GNOME Bugzilla – Bug 647466
Crash in _vte_ring_thaw_one_row:
Last modified: 2014-05-22 21:03:28 UTC
My gnome-terminal just crashed. I _think_ it was triggered by scrolling back in the buffer. Unfortunately I cannot reproduce it so far. All I have in the log is this line: Vte-0.0:ERROR:ring.c:347:_vte_ring_thaw_one_row: assertion failed: (ring->start < ring->writable) My computer is x86-64, with gtk 2.24.4 .
Humm. Thanks. I'll take a look at the code.
BTW, I recently upgraded to glibc 2.13, which contains this bug: http://sources.redhat.com/bugzilla/show_bug.cgi?id=12518 So it might be related to a memcpy with overlapping areas.
Humm, interesting.

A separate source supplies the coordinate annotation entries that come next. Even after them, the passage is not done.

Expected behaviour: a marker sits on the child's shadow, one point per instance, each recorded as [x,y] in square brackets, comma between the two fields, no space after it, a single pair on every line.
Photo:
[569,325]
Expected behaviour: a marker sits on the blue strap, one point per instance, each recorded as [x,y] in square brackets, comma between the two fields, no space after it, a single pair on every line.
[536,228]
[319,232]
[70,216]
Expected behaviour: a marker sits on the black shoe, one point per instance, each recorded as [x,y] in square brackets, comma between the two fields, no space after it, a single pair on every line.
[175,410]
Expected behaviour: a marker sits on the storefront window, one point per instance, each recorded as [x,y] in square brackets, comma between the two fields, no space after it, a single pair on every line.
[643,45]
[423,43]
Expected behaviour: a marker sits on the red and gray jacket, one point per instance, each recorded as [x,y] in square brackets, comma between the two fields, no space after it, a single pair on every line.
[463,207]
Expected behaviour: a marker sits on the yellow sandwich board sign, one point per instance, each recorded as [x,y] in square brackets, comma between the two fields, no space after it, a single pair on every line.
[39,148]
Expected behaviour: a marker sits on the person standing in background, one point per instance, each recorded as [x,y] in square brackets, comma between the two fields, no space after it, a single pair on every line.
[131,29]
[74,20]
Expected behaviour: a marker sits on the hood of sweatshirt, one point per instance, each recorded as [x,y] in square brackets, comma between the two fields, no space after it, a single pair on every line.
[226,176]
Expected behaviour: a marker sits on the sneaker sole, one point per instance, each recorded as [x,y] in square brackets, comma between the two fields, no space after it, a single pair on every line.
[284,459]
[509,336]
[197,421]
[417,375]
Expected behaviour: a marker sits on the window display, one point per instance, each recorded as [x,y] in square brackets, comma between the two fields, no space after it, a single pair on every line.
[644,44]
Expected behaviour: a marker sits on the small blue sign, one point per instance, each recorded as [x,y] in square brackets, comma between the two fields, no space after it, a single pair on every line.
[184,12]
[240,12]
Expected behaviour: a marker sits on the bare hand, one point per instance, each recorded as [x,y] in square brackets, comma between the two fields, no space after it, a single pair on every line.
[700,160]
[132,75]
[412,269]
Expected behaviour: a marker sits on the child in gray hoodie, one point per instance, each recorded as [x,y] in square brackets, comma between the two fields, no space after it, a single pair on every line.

A quick grep for memcpy doesn't reveal anything, but I'll keep looking.
https://bugzilla.redhat.com/show_bug.cgi?id=1090192 tells us how to reproduce. (Forget the ssh bits.) unset DISPLAY; cacaxine somerandomvideo => likely crash with current vte master.
My cacaxine is a piece of c@@p. It eventually starts printing escape sequences like "\e[\e[40m.34m" which totally messes up the display, and soon afterwards it usually crashes. Anyway... As part of this stupidity, it (probably accidentally) emits control sequences that move/resize/iconify the window (why are such sequences allowed at all?), namely \e[40t and such. The crash is related to resizing (comment out the actual resize in vte -> no more crash).
Timing matters: "cat typescript" crashes, "dd if=typescript bs=1" usually finishes successfully. (typescript is cacaxine's output.) When the first resize occurs, scroll_delta is already different in the two cases. This can be - a totally independent bug (one more we need to fix, yay!), some sequence interpreted differently if split across multiple reads or something like this, making this bug even harder to catch, or - the key to the current issue, e.g. resizing handled asyncronously (but at a first glimpse it seems to me it's synchronous).
I think I'm done with the hard part. The reason for different behavior each time the same "cat typescript" is run is: An escape sequence makes VTE resize itself to let's say 300 rows and also asks the WM to set this size, but the WM kicks back saying "hey, that won't fit, resize back to 50 rows", and this happens asynchronously much later, vte has processed tons of input in between. If you modify vte_sequence_handler_window_manipulation()'s ">= 24" branch to set a small enough upper cap on the number of rows so that they always fit on your display, VTE's behavior (and the crash) becomes 100% reproducible regardless of timing and such.
Something still depends on timing, though. Minimal test case (starting with default 24 rows): echo -ne '\e[?1049h\e[25t\e[100S' # crashes echo -ne '\e[?1049h\e[25t'; sleep 1; echo -ne '\e[100S' # okay
Created attachment 276988 [details] [review] Quick fix (further cleanup is desired) The ring's size is not updated immediately upon resize, only when Gtk calls back to us: Gtk size-allocate signal => vte_terminal_size_allocate() => vte_terminal_set_scrollback_lines() passing it the previous value (really not a nice pattern) => _vte_ring_resize(). It would be nice to do a big cleanup of this code...
Created attachment 276992 [details] [review] Quick fix v2 - for 0.36 v2 - my proposal to be applied to 0.36. I wasn't fully satisfied with the first version, as there was still actual terminal work done in the Gtk+ callback. Note: The "if (screen->scrolling_restricted)" branch was dead, since vte_terminal_set_size() unsets that flag. Removing it makes it simpler to verify that actual work is done in the same order as previously.
Created attachment 276994 [details] [review] Quick fix v2 - for master v2 - the same fix for master. There's a LOT to be refactored, cleaned up... Clamping the cursor position should happen in vte_terminal_screen_set_size(), but its order with _vte_ring_resize() [called from vte_terminal_set_scrollback_lines()] can't be swapped now. On the normal screen, the ring can end sooner than the bottom of the screen (some empty lines are not covered by the ring), and all around VTE there are ugly hacks to work this around. On the alternate screen, the ring should cover the entire screen - but due to this bug, it wasn't always the case. And once there were lines not covered by the ring on the alternate screen, it crashed. (Don't ask why.) Anyway, I think the cleanup should begin by addressing bug 708213 comment 29.
lgtm if it looks good to you ;). Thanks.
Committed: master 4425ee0, vte-0-36 b2f437c. Probably no one will ever be able to tell if I actually fixed the original crash – that happened once three years ago with no reproducible test case. I'm closing as fixed, please reopen if it still crashes.